Marie Lecomte a finalisé son spectacle musical destiné autant aux enfants qu’à leurs parents. Son joyeux Voyage dans ma chambre qui nous ramène en chansons dans les années 80, était mâtiné de la tristesse de ne pas arriver à destination mais les quelques échanges humains qu’elle et son équipe ont pu vivre pendant les répétitions leur permettent de rester en scelle et d’envisager le futur avec plein d’envies nouvelles…

 

Voyage dans ma chambre - Marie Lecomte

Voyage dans ma chambre © Lara Herbinia

À quelle étape de la création étais-tu quand tu as appris que le spectacle ne se jouerait pas cette saison ?

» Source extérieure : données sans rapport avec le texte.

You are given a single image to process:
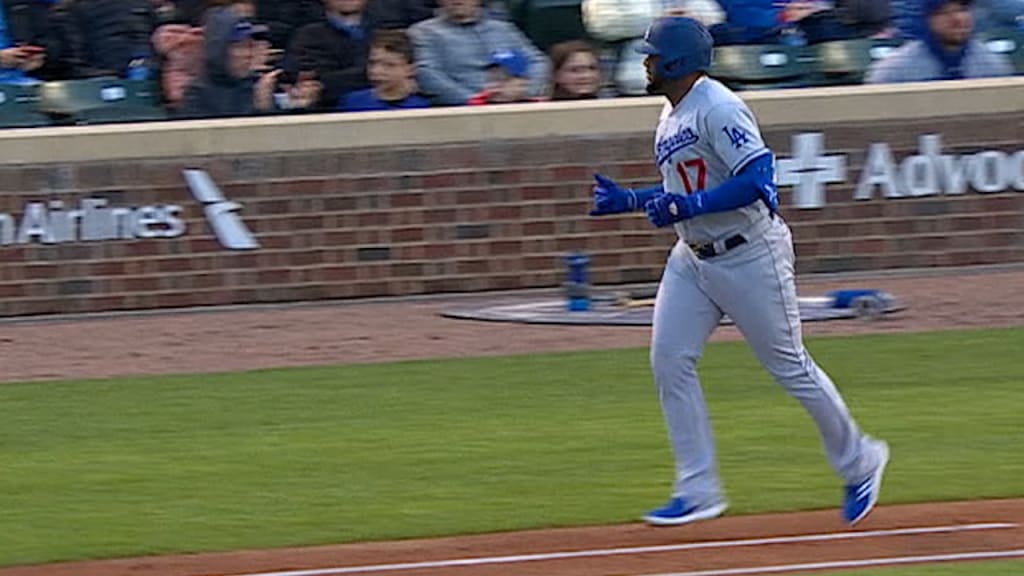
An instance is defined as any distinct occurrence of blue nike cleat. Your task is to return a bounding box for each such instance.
[843,441,889,526]
[643,496,728,526]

Il restait des ajustements à faire et Laurence Halloy devait faire la création lumière. Il y avait des bouts de scène à tester avec les musiciens, Eric Bribosia et François Schulz, les deux « regards extérieurs », Hervé Piron et Eno Krojanker, et Marie Henry qui fait la dramaturgie du spectacle. Pour le décor, on avait le principal même s’il restait encore par-ci, par-là, des choses à bricoler. Le premier jour de notre arrivée, j’étais très émue parce que toute l’équipe technique du Varia était là pour nous accueillir. Même si on n’avait pas grand-chose à leur demander, chacun a pu travailler sur le projet : Lou, la stagiaire lumière, Ondine la régisseuse plateau et Odile, la costumière, qui nous a fabriqué un super sac et réparé un de nos rideaux.

C’était super et triste à la fois d’être entouré comme ça. C’était un peu comme si on préparait ensemble un grand anniversaire pour quelqu’un, avec plein d’enthousiasme, tout en sachant que cette personne ne viendrait pas… C’était très particulier.

Ça fait combien de temps que tu travaillais sur ce projet ?

Un an et demi, mais par petits bouts, comme on le fait avec le collectif « Rien de spécial + Enervé ». Heureusement, on a quand même pu faire trois bancs d’essai du spectacle devant des enfants au « Théâtre Mercelis » – qui est vraiment un chouette partenaire, et au mois de septembre à « La Maison qui chante » où on était en résidence. Là on a fait notre banc d’essai devant des parents. Le spectacle est vraiment générationnel. Il se passe dans les années 80, avec comme ambition qu’il parle autant aux enfants qu’aux parents. Et de ce point de vue, d’après les retours que j’ai reçus, c’est plutôt réussi.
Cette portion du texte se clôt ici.